Mr [J] m'avait donné la responsabilité de l'agence en son absence, aussi ai-je la responsabilité du dépôt des espèces en banque (')
Mme [O] n'a jamais déposé d'espèces sans quoi elle se serait aperçue que les dépôts d'espèces étaient horodatés.(')
Enfin concernant l'envoi et la réception du courrier, nous n'avons pas de procuration en agence pour récupérer les recommandés qui ne sont pas distribués (') nous sommes équipés d'une machine à affranchir depuis plusieurs années, que nous utilisons un logiciel d' envoi de recommandés agréé par la poste.
Les dépôts de courrier sont réalisés en fin de journée sur le trajet retour par le biais de la boîte aux lettres en face de la poste, en face du bureau ou dans la boîte aux lettres située perpendiculairement avec dépôt depuis sa voiture ».
Il résulte de l'ensemble de ces observations que Mme [O] n'avait aucune raison de se rendre, dans le cadre de ses fonctions, à la banque, à la Poste ou chez des clients, de sorte qu'elle ne saurait justifier ses retards ou départs prématurés par des démarches extérieures aux locaux de l'agence.
Le non-respect répété par Mme [O], pendant plusieurs mois, de ses horaires contractuels de travail, alors qu'elle était chargée de l'accueil des clients à l'agence de [Localité 4] et souvent seule salariée présente, constituait un manquement rendant impossible son maintien dans l'entreprise, ce qui justifiait sa mise à pied conservatoire suivie de son licenciement pour faute grave.
Sur la nullité du licenciement
Il ressort de l'al. 2 de l'article L. 1225-4 du code du travail qu'en cas d'état de grossesse médicalement constaté d'une salariée, l'employeur peut rompre le contrat de travail s'il justifie d'une faute grave de l'intéressée, non liée à son état de grossesse, ou de l'impossibilité de maintenir ce contrat pour un motif étranger à la grossesse ou à l'accouchement.

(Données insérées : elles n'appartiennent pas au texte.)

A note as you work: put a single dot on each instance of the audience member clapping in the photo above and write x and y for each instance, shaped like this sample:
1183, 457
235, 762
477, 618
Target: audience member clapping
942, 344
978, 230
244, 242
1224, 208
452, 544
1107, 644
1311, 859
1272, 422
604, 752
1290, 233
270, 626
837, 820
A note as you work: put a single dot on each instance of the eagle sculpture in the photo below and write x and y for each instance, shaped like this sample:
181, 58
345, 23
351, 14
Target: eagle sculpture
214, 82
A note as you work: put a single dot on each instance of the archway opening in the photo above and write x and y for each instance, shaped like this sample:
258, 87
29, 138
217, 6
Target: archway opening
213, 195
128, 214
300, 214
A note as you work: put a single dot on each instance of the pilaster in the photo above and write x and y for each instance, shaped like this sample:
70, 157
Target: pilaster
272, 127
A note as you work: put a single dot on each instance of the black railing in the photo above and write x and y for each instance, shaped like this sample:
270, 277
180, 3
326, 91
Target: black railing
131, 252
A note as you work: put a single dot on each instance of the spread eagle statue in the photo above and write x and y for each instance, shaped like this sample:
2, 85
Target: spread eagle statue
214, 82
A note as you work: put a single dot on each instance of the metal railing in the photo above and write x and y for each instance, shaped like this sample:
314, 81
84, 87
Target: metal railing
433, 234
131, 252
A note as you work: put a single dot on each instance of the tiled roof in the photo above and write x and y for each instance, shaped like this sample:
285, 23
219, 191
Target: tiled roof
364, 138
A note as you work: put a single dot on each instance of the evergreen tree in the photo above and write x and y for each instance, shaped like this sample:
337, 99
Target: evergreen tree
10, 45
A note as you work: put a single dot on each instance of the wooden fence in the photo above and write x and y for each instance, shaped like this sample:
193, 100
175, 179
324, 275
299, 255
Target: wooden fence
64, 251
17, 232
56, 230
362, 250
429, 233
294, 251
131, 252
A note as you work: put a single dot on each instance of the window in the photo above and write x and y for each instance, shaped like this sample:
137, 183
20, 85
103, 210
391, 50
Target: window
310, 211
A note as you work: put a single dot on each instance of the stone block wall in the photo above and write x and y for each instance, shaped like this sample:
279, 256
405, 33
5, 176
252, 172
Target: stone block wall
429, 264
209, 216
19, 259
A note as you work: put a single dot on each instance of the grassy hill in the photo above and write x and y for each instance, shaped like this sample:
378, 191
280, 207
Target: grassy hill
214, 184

En l'espèce, M. [J] justifie d'une faute grave de Mme [O], sans lien avec la grossesse de celle-ci, étant précisé que la salariée soutient, mais n'établit pas que son employeur était informé de son état avant même le début de la procédure de licenciement.
Dès lors, le jugement est infirmé, en ce qu'il a dit que le licenciement pour faute grave devait s'analyser en un licenciement nul et a alloué à Mme [O] diverses sommes subséquentes, y compris l'indemnité pour violation du statut protégé de la femme en état de grossesse, cette indemnité étant sollicitée par Mme [O] comme conséquence d'un licenciement nul.
Sur les dépens et l'article 700 du code de procédure civile
Mme [O], partie perdante, est condamnée aux dépens de première instance et d'appel, conformément à l'article 696 du code de procédure civile.
L'équité commande de condamner Mme [O] à payer à M. [J] la somme de 1 000 euros sur le fondement de l'article 700 du code de procédure civile.
PAR CES MOTIFS,
La cour,
Rejette la fin de non-recevoir tirée de la prescription de deux mois en matière disciplinaire ;
Infirme le jugement en toutes ses dispositions ;
Statuant à nouveau et y ajoutant,
Rejette l'ensemble des demandes présentées par Mme [M] [O] ;
Condamne Mme [M] [O] aux dépens de première instance et d'appel ;
Condamne Mme [M] [O] à payer à M. [N] [J] la somme de 1 000 euros sur le fondement de l'article 700 du code de procédure civile.